Willow woke him sometime around midmorning. The skies were clear again; the rains had moved east. He lay quietly for a moment, watching her sitting next to him, looking down, smiling in that particularly wonderful way, and he made an impulsive decision. Willow was suffering from Mistaya’s loss and Rydall’s threat as much as he was. It was wrong to keep his thinking to himself. So he told her all of it, even part of what he had never revealed before to anyone: that the medallion and the Paladin were linked, that the one summoned the other to the defense of the High Lord. They were alone in the room, Bunion having gone off much earlier on business of his own, the nature of which he had not disclosed. Willow listened carefully to everything Ben had to say, then took his hands and held them.
“If the medallion was tampered with,” she said quietly, sitting close on the bed beside him, “then whoever did so would have to know that it provides your link to the Paladin.” She stared at him steadily a moment. “Who, besides me, would know that?”
The answer was no one. Not even Questor Thews, and after Ben he knew more than anyone about the medallion. Most knew that it marked and belonged to whoever ruled Landover as High Lord. A few knew that it allowed its wearer passage through the fairy mists. Only Ben, and now Willow, knew that it summoned the Paladin.

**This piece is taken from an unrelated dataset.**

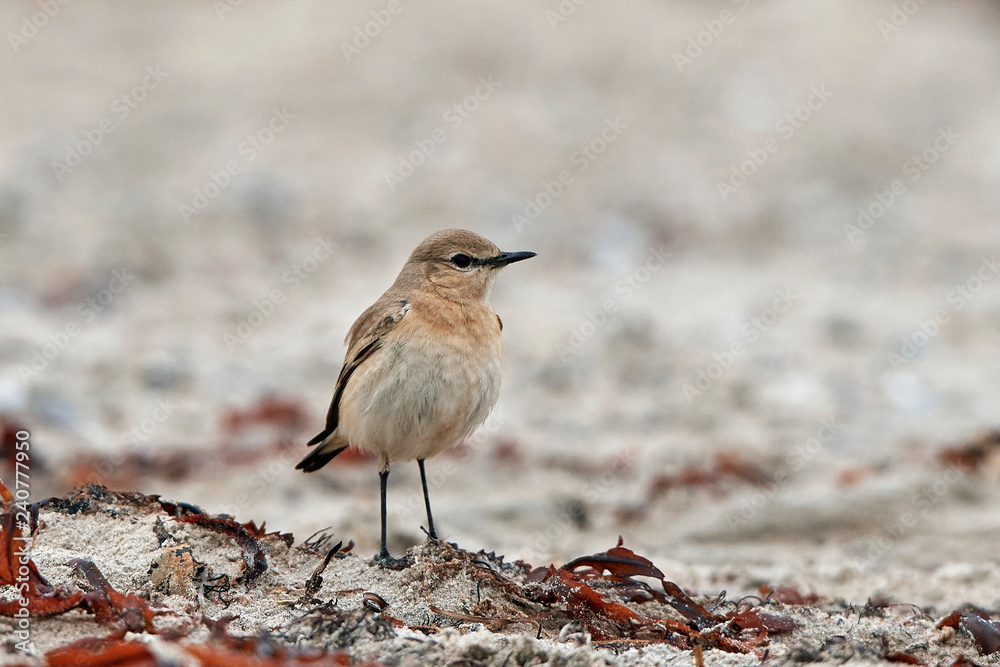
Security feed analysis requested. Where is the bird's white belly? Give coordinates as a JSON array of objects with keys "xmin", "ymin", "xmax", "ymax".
[{"xmin": 338, "ymin": 341, "xmax": 503, "ymax": 461}]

He was almost persuaded at that moment to tell her everything about the medallion, the last of his secrets, the whole of the truth. He had told her how it linked him to the Paladin, how it allowed him to summon the High Lord’s champion. Why not tell her as well how the Paladin and he were joined, how the Paladin was another side of himself, a darker side that took form when he was brought to combat? He had thought to tell her several times now. It was the last secret he kept from her about the magic, and the burden of it suddenly seemed almost unbearable.

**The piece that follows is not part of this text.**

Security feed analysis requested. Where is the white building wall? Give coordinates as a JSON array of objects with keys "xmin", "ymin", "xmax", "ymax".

Yet he kept silent. He was not ready. He was not certain. The immensity of such a revelation could have unexpected results. He did not want to test Willow’s commitment to him by giving up so terrible a truth. He was afraid even now, even after so long, that he might lose her.
“Where do we go now, Ben?” she asked suddenly, interrupting his thinking. “You do not intend to remain here longer, do you?”
“No,” he replied, relieved to be able to move on to another subject. “Kallendbor does not appear to have any help to give us, so there’s no reason to linger. We’ll leave as soon as I dress and we have something to eat. Where’s Bunion, anyway?”
The kobold returned to the bedchamber just as Ben finished washing and putting on his clothes. Willow’s bandage from the previous night, which had been applied to the worst of his injuries, a severe head cut, was gone. Bunion had been able to retain a strong scent from the robot, and he had gone down the stairway, backtracking its progress from the previous night. It had been a short trip. Much of the scent had been obliterated by the trampling of guards up and down the stairs, but there was enough left to determine that Rydall’s monster had materialized out of nowhere on the landing of the floor just below their own. Ben looked at Willow, then back at Bunion. They all knew what that meant.
Bunion also advised them that a thorough search of the Anhalt and its banks by Kallendbor’s soldiers had revealed no trace of either their attacker or the Ardsheal.
They summoned breakfast and ate it in their room, then had their belongings gathered and went down to the main hall. Kallendbor met them there, stern-faced and subdued from the previous night’s events. Ben advised him that they were leaving, and there was veiled relief in the other’s eyes. Ben had expected as much, since they were hardly friends under the best of circumstances. He offered his thanks for the other’s hospitality and made him promise anew that he would send word if he learned anything of Mistaya or Rydall. Kallendbor walked them to the palace doors, where their horses were already saddled and waiting. Ben smiled to himself. Kallendbor would never make a good poker player.